Sunday, March 29, 2009

A Good Weekend

I was very active this weekend. Ok, perhaps I should say that I was very active to where I am right now. J and I went for a walk on Friday with the dogs, and then we did strength training for the upper body. Yesterday I did some ice picking for 35 minutes, which was an amazing workout. Today we took the dogs again, and I tried to walk as fast as I could. My skins got a bit sore, but other than that, it was all good.

I am recalling much fitter days, years and years ago. The classic story of a woman who thinks she fat when she's actually not (from ages 12 - 18). Then denying when I actually got fat and eventually ended up where I am here today at almost 300 pounds. Seeing that number on the screen scares the crap out of me! I remember going over 200 in high school and freaking out, but clearly not freaking out enough to change it.

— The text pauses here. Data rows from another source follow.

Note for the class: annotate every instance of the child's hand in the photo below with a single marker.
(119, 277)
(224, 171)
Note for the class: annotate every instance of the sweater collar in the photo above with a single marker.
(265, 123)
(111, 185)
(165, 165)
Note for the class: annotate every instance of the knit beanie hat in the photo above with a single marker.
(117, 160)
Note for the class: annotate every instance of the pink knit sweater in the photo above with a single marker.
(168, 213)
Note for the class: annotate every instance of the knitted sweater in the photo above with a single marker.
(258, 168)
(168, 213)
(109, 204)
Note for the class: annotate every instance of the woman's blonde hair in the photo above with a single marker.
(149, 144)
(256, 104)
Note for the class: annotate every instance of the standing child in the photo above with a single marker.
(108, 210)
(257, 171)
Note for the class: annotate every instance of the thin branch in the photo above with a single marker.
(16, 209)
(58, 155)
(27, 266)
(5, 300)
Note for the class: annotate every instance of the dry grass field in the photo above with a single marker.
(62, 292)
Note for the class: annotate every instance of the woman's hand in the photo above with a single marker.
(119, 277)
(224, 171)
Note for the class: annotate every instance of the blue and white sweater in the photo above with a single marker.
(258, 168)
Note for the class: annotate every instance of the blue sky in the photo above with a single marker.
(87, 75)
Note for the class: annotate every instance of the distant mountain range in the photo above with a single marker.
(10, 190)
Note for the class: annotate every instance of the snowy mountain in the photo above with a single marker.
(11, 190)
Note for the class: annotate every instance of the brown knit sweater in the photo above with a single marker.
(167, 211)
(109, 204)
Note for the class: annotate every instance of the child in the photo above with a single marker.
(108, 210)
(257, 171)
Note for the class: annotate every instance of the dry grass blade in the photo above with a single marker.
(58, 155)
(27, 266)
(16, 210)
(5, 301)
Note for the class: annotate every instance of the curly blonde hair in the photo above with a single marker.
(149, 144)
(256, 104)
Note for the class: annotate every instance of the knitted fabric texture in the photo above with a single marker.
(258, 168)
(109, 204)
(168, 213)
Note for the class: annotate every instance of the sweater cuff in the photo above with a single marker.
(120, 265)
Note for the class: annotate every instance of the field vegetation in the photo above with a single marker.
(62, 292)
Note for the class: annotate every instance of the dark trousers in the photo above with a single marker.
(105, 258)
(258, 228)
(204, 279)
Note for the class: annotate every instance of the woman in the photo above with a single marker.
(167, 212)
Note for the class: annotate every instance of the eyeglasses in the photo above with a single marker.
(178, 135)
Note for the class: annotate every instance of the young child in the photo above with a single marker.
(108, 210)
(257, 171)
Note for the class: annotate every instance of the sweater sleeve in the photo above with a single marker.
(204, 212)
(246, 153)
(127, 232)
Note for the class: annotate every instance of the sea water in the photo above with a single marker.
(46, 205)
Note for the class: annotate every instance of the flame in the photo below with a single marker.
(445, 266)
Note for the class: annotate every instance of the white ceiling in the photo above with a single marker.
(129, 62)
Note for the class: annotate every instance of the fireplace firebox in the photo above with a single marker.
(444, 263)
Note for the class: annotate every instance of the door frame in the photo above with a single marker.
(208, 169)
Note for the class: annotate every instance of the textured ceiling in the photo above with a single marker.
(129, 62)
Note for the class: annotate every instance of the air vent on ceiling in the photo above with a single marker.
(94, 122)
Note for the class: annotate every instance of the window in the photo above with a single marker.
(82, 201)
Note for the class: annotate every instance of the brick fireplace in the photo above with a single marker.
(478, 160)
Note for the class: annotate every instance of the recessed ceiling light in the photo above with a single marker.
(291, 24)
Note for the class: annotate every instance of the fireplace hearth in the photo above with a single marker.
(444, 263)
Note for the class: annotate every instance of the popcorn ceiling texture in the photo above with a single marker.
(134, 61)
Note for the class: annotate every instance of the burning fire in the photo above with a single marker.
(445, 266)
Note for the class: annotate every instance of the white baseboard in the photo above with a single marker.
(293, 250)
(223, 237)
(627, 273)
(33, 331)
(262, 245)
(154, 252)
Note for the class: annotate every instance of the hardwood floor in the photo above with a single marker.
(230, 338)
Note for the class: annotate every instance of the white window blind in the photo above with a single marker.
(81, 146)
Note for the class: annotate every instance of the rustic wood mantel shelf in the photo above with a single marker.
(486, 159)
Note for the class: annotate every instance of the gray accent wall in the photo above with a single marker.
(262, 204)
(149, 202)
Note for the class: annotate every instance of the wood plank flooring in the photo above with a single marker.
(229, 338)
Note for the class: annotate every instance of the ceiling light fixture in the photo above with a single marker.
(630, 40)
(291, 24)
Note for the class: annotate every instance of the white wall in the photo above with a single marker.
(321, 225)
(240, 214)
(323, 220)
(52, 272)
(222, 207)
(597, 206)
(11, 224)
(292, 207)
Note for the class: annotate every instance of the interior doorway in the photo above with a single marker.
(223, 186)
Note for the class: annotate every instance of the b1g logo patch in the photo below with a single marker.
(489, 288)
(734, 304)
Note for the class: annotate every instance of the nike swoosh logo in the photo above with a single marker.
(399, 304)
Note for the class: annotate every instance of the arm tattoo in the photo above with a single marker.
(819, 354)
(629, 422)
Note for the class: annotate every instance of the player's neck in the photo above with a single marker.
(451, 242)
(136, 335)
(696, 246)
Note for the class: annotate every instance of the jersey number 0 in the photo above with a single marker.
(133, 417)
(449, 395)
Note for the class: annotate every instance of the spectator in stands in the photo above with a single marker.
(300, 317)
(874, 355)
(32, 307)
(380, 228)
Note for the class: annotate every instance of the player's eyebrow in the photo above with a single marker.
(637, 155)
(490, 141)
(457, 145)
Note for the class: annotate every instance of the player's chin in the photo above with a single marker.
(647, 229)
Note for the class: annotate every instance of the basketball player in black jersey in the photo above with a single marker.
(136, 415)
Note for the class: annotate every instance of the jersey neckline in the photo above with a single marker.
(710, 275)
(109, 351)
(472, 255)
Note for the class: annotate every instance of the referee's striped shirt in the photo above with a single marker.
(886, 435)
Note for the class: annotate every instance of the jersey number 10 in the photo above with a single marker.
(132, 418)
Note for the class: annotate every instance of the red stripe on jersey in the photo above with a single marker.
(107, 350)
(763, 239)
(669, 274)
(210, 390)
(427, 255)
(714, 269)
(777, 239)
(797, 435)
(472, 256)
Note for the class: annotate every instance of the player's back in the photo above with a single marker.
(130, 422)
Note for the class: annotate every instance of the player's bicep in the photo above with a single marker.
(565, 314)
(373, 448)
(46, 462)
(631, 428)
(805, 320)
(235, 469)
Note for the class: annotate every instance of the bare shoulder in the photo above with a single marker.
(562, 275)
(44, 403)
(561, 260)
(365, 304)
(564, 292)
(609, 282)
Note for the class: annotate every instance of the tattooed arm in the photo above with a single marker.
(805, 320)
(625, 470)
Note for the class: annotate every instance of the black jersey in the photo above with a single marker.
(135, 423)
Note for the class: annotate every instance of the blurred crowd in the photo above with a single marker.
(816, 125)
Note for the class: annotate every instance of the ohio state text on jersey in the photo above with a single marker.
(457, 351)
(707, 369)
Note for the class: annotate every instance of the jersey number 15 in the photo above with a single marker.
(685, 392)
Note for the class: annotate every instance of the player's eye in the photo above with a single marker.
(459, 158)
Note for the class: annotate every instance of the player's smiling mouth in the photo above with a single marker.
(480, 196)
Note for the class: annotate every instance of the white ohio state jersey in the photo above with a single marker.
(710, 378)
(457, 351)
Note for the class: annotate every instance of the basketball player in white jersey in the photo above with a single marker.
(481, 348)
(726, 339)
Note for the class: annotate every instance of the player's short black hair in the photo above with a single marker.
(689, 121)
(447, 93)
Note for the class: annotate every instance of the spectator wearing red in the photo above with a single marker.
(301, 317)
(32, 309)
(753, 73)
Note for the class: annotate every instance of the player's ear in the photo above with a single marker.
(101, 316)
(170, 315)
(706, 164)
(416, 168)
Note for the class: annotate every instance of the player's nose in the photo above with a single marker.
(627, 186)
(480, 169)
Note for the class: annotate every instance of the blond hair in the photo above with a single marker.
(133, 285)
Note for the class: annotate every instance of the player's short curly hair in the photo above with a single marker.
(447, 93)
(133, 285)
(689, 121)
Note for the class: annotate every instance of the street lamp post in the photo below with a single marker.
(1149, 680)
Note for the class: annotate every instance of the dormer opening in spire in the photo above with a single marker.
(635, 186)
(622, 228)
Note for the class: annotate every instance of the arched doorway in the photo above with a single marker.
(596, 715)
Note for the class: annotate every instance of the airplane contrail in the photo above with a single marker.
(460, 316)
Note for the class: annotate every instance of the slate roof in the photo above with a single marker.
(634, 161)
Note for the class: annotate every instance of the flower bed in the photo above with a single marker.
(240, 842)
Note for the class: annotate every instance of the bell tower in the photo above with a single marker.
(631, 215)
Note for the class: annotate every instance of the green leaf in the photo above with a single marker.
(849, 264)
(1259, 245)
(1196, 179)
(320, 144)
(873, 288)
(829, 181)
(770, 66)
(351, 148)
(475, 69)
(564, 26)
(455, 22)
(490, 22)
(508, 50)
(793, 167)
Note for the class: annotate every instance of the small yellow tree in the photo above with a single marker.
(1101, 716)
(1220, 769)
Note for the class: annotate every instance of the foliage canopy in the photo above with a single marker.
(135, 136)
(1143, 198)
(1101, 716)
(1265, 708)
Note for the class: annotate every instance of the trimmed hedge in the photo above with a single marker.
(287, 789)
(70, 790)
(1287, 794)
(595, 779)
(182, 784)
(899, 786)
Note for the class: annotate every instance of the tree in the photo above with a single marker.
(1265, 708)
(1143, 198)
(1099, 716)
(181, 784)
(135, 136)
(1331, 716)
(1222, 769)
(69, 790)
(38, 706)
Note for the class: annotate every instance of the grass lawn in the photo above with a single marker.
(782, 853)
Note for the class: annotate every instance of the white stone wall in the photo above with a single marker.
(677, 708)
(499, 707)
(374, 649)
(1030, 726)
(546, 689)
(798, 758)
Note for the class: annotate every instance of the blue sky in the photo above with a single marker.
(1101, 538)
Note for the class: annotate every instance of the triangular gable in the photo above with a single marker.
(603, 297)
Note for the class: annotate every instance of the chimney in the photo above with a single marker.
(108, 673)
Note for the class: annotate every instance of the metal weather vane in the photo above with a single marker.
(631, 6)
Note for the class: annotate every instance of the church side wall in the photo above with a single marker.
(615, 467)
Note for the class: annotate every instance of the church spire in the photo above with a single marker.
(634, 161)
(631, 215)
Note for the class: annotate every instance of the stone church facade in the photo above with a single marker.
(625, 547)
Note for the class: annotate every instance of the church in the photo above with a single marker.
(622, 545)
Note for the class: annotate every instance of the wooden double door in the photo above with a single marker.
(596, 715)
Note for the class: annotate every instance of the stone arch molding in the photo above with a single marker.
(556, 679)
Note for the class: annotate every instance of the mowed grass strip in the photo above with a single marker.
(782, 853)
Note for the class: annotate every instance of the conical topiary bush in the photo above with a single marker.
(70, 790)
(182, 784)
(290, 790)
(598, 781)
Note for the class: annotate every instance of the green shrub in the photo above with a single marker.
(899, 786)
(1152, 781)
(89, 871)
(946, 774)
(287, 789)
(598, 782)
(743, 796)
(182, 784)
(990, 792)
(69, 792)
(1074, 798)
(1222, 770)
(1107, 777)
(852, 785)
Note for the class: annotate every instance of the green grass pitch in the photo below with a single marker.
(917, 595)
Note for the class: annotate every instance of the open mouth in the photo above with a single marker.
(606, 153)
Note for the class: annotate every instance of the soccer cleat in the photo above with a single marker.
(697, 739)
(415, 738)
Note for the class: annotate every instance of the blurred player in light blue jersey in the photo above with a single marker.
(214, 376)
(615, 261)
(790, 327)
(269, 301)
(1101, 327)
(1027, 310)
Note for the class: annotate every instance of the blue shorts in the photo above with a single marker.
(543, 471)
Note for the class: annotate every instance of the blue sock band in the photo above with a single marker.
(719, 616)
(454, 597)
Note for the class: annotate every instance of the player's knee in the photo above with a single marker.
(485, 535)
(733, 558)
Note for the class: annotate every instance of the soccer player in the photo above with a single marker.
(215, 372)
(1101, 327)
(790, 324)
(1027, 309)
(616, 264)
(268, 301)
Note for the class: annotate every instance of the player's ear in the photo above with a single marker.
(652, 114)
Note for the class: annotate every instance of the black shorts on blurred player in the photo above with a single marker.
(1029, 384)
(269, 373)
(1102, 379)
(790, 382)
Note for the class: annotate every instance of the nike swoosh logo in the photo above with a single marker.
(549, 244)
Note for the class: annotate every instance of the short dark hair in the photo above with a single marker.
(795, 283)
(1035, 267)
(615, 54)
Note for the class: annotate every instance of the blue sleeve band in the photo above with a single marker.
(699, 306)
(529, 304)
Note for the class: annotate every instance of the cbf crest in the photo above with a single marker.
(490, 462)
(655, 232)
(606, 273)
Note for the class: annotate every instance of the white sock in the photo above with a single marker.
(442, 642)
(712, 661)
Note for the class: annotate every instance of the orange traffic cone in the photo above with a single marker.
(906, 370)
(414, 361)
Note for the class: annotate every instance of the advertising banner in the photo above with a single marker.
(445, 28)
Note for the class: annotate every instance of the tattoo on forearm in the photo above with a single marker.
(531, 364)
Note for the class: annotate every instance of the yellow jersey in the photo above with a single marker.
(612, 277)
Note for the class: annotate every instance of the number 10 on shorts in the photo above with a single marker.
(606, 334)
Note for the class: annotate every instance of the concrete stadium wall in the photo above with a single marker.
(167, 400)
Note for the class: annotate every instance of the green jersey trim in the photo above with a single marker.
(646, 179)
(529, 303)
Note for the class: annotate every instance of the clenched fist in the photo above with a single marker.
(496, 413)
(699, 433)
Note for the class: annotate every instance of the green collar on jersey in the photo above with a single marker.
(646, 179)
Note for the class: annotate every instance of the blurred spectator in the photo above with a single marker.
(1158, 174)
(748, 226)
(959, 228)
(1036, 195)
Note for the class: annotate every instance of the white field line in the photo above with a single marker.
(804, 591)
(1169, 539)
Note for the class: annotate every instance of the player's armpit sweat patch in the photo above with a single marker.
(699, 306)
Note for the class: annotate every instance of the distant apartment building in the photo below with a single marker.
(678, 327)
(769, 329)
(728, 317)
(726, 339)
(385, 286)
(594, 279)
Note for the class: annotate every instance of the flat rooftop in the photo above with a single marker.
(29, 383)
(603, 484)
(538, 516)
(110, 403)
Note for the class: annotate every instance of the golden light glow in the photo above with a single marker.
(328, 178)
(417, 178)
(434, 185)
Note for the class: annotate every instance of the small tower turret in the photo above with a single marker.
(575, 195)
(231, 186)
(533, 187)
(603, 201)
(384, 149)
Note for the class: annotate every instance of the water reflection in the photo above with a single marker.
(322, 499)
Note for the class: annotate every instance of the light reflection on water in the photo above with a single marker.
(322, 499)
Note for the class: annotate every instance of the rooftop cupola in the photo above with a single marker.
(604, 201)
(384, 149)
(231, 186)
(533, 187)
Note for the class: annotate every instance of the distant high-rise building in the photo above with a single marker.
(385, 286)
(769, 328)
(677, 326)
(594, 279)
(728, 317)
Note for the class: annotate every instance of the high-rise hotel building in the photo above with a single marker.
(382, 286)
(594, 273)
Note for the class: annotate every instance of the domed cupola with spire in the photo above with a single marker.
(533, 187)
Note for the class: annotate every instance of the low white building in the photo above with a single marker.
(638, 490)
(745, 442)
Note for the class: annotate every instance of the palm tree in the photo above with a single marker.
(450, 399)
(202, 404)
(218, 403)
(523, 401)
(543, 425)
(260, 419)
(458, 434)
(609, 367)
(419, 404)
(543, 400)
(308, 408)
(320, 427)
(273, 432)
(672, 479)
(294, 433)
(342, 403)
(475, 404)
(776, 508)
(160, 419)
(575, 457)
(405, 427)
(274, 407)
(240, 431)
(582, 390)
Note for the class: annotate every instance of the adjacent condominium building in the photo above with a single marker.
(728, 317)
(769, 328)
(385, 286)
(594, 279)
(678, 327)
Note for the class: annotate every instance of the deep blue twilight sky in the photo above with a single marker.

I don't even know what a good weight will be - but it won't be 300, or 250, or 225. My goals is to definitely be under 220, so somewhere between 170 and 210 maybe. I was 210 when I graduated from high school and my grad dress was a size 16/17, which I was mortified by. Now I would gladly be that size.

But enough about dress sizes and the number on the scale. This really is much bigger and more important that those digits. This really is not about achieving some number - it's about taking my life back. I have been hiding, figuratively and literally for years. I have become an expert on pretending to be fine with the ways things are, and pretending that I'm not missing out.

But the truth is right out in front. There is no more denying what I need to do and why. I need to take my life back and fight for my health and my joy in living. I am just so exhausted and tired of pretending, and of lugging around all this extra weight. It's ridiculous.